Mais um 8 de março em que nós, mulheres, passamos com o coração na mão.
Na semana passada, Milena foi morta pelo seu marido quatro horas após sair da delegacia de Tupã/SP pedindo uma medida protetiva contra ele. Casados há 29 anos, Milena não poderia imaginar que sua vida terminaria pelas mãos daquele que lhe prometeu amar. Marcelo foi preso em flagrante, depois de ter derrubado o portão com o carro, arrombado as portas da casa e o abdômen de sua esposa, extraindo dele as vísceras e, por fim, seu coração.
Em janeiro, Nara foi morta pelo companheiro, que colocou seu corpo em uma geladeira e o concretou. A falta de Nara foi comunicada à polícia de Osório/RS, que encontrou a geladeira-caixão deitada no meio da sala do casal, coberta de imagens religiosas. A marcha de hoje no litoral gaúcho é em seu nome.
Em Porto Alegre, marchamos em nome de Mayla, morta nos primeiros dias do ano pelo seu ex-namorado, com golpes de espeto de churrasco, na frente dos filhos. Mayla foi morta da mesma maneira que Jacqueline, em Salvador.
Em todo o Brasil, marchamos em nome de Mariele, cujo assassinato completará 6 anos no próximo dia 14, ainda sem solução.
Mas haverá solução para um assassinato? Haverá solução para os estupros e para todo o tipo de violência a que as mulheres continuam sendo expostas diuturnamente? Haverá solução para a dor de ter seu corpo violado, sua mente torturada, sua integridade desrespeitada? Haverá solução para a dor de ter o corpo de sua filha violado? Haverá solução para a dor de ter seus filhos assassinados?
Nesse 8 de março, marchamos em nome de todas as mães palestinas que seguram, não sei com que força, o seu coração na mão, ainda pulsando pelas mais de 12 mil crianças mortas.

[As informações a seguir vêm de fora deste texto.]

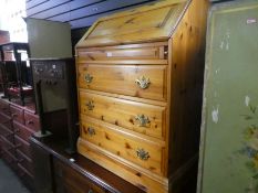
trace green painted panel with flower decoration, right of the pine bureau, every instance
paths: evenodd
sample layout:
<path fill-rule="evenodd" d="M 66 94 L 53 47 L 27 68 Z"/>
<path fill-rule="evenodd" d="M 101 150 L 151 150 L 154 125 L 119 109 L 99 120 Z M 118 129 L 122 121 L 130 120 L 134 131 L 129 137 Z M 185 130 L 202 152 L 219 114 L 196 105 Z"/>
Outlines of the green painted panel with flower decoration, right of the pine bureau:
<path fill-rule="evenodd" d="M 258 0 L 208 19 L 198 193 L 258 193 Z"/>

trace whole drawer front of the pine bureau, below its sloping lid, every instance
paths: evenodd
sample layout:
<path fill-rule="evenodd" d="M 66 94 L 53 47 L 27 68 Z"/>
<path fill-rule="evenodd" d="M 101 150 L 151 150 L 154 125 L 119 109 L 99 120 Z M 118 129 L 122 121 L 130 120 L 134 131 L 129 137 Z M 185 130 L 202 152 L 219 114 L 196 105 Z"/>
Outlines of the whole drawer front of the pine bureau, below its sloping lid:
<path fill-rule="evenodd" d="M 87 147 L 146 173 L 165 174 L 166 51 L 165 42 L 79 50 L 80 152 Z M 118 64 L 120 58 L 128 64 Z M 92 64 L 106 60 L 117 63 Z"/>

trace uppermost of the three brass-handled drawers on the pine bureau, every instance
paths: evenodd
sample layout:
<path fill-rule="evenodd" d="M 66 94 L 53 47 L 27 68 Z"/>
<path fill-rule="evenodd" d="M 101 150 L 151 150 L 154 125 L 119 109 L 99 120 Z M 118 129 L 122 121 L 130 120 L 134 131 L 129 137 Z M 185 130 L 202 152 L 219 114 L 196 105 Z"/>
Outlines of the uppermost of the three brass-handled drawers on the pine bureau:
<path fill-rule="evenodd" d="M 166 66 L 80 65 L 81 88 L 166 100 Z"/>

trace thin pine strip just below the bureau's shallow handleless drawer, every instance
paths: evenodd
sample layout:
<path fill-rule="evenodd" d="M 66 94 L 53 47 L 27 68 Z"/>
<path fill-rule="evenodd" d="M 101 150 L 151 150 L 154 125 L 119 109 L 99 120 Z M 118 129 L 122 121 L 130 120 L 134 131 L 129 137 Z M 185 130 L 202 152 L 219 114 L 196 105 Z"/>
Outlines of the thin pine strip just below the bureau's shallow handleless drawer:
<path fill-rule="evenodd" d="M 140 64 L 148 64 L 148 65 L 167 65 L 167 60 L 128 60 L 128 61 L 122 61 L 122 60 L 116 60 L 116 61 L 87 61 L 80 58 L 80 55 L 78 56 L 78 64 L 115 64 L 115 65 L 121 65 L 121 64 L 133 64 L 133 65 L 140 65 Z"/>

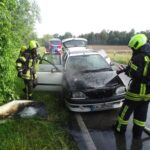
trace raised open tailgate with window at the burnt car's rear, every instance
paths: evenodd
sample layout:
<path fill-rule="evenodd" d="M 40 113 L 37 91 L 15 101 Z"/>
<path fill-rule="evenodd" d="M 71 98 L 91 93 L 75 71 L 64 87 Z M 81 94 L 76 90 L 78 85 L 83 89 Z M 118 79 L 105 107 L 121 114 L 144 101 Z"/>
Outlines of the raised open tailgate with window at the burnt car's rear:
<path fill-rule="evenodd" d="M 87 42 L 84 40 L 70 40 L 67 42 L 64 42 L 64 47 L 70 48 L 70 47 L 86 47 Z"/>

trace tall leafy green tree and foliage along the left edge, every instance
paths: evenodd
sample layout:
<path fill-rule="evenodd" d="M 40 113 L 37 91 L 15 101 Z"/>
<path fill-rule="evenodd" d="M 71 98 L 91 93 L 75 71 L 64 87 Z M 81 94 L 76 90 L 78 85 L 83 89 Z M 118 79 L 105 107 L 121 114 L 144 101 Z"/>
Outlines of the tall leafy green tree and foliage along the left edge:
<path fill-rule="evenodd" d="M 0 2 L 0 102 L 17 96 L 15 61 L 21 44 L 27 44 L 33 34 L 35 37 L 34 24 L 39 16 L 33 3 L 28 0 Z"/>

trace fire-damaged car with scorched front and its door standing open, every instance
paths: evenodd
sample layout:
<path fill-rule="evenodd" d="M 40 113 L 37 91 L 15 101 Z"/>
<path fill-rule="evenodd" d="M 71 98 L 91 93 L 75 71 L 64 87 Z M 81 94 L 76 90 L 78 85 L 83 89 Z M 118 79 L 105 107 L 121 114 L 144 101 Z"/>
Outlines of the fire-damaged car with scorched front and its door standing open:
<path fill-rule="evenodd" d="M 125 86 L 98 52 L 68 50 L 62 62 L 61 65 L 40 65 L 38 90 L 61 92 L 66 106 L 74 112 L 114 109 L 122 105 Z"/>

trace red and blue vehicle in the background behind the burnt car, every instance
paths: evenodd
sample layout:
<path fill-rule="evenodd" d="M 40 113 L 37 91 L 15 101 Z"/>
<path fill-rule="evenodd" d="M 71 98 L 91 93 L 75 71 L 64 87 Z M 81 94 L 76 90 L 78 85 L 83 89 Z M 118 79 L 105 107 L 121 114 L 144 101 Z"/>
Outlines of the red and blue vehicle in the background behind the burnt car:
<path fill-rule="evenodd" d="M 58 38 L 53 38 L 50 40 L 49 45 L 47 47 L 47 52 L 51 54 L 62 54 L 62 42 Z"/>

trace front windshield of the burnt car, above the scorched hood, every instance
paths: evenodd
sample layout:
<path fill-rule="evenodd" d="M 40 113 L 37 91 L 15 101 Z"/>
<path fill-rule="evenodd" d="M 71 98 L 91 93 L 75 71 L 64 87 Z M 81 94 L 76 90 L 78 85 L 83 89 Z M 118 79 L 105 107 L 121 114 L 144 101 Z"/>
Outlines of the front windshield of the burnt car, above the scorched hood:
<path fill-rule="evenodd" d="M 98 54 L 70 56 L 66 64 L 66 70 L 76 71 L 101 71 L 110 69 L 109 64 Z"/>

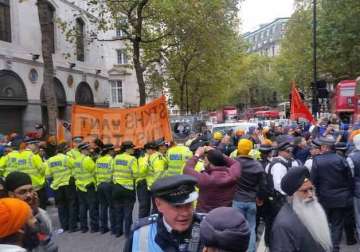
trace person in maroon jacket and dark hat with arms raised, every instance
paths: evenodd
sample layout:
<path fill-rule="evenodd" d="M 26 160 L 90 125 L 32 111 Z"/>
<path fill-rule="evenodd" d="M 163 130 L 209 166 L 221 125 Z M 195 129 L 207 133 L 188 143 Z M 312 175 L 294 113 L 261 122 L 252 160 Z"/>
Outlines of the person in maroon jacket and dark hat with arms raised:
<path fill-rule="evenodd" d="M 201 157 L 205 160 L 205 170 L 198 172 L 195 166 Z M 220 206 L 231 206 L 240 173 L 239 162 L 226 157 L 219 150 L 211 147 L 198 148 L 184 168 L 184 174 L 191 175 L 198 181 L 199 200 L 196 210 L 207 213 Z"/>

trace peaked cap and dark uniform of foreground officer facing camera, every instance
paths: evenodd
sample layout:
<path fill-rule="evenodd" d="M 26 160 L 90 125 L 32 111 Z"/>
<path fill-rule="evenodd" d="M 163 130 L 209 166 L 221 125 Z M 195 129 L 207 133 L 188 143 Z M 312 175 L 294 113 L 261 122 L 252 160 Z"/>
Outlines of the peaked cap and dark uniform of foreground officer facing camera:
<path fill-rule="evenodd" d="M 196 179 L 188 175 L 176 175 L 159 179 L 151 192 L 170 204 L 187 204 L 197 198 Z M 204 215 L 194 214 L 193 222 L 184 232 L 169 230 L 162 214 L 151 215 L 134 224 L 132 233 L 126 241 L 124 252 L 198 252 L 202 251 L 200 242 L 200 222 Z"/>

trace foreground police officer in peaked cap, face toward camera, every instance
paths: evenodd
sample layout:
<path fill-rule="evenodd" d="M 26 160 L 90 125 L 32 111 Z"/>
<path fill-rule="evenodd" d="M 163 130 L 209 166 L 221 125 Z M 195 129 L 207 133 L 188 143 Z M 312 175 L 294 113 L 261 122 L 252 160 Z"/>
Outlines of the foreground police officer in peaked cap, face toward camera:
<path fill-rule="evenodd" d="M 197 181 L 189 175 L 157 180 L 151 187 L 159 215 L 140 219 L 125 244 L 124 252 L 202 251 L 200 222 L 194 214 Z"/>

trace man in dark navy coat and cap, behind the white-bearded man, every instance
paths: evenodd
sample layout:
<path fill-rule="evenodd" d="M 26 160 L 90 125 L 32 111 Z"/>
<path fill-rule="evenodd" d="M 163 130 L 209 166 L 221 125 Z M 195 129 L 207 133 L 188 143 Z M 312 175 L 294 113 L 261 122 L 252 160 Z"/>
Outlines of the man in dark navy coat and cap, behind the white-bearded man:
<path fill-rule="evenodd" d="M 335 153 L 333 138 L 320 137 L 319 143 L 321 154 L 313 159 L 311 179 L 331 225 L 333 251 L 338 252 L 353 199 L 351 172 L 344 157 Z"/>

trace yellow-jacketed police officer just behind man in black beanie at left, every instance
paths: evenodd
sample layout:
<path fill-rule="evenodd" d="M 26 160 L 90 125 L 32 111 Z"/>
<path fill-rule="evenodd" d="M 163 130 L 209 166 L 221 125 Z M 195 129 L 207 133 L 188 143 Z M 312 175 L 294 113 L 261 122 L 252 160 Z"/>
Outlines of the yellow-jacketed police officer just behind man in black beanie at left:
<path fill-rule="evenodd" d="M 25 150 L 18 156 L 17 170 L 31 177 L 31 183 L 39 196 L 40 208 L 46 209 L 45 165 L 39 153 L 39 141 L 29 138 L 25 141 Z"/>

Doze mil crianças, entre 30 mil palestinos mortos em cinco meses de um conflito que parece não ter solução.
Marchamos em nome das mães israelenses que perderam suas filhas e filhos no ataque do Hamas; das mulheres estupradas e mortas em Israel e em Gaza; das mulheres que sofrem violações na guerra civil do Iêmen; das mulheres nigerianas raptadas e violadas sem trégua pelo Boko Haram…
Marchamos em nome das mães que perdem seus filhos pro tráfico e suas filhas pra prostituição; das mães que perdem seus filhos e filhas para balas perdidas quando voltam da escola ou quando estão na escola ou mesmo quando estão em casa brincando; das mães que perdem seus filhos e filhas pro racismo que estrutura nossa sociedade.
Marchamos em nome de todas as mães e das mulheres que não querem ser mães.
Marchamos em nome das mulheres pretas, das mulheres indígenas, das mulheres lésbicas, das mulheres bi, das mulheres trans.
Marchamos em nome da vida de todas as mulheres, do respeito a todas as mulheres e da igualdade entre todas as pessoas. Marchamos pelo óbvio, por aquilo que está lavrado na Declaração Universal dos Direitos Humanos e também na nossa Constituição Federal, mas que nossa (des)humanidade insiste em violar.
Marchamos porque acreditamos que a humanidade ainda tem jeito. Marchamos porque temos o direito de ocupar todos os lugares, de exercer a profissão que quisermos, de existir em nossos corpos da forma que eles forem. Marchamos porque temos o direito de não ser interrompidas em nossas falas e ações e de não ter nossas vidas interrompidas porque alguém que nos julga objeto.
Marchamos porque foi marchando que conseguimos votar, casar por vontade própria, divorciar-nos, frequentar escolas e universidades, receber heranças, participar de movimentos políticos e sindicais, receber licença-maternidade, dirigir, exercer profissões que antes eram consideradas exclusivas dos homens, receber o mesmo salário que eles no exercício da mesma profissão… E é por isso que ainda acreditamos que há, sim, solução pra fazer parar de doer esse coração que carregamos em nossas mãos e em nossos peitos.
Ana Boff de Godoy é Professora do Departamento de Educação e Humanidades da UFCSPA, Vice-Presidente da ADUFRGS-Sindical, Secretária de Políticas Sociais e Direitos Humanos da CUT-RS, Diretora de Relações Internacionais do PROIFES-Federação.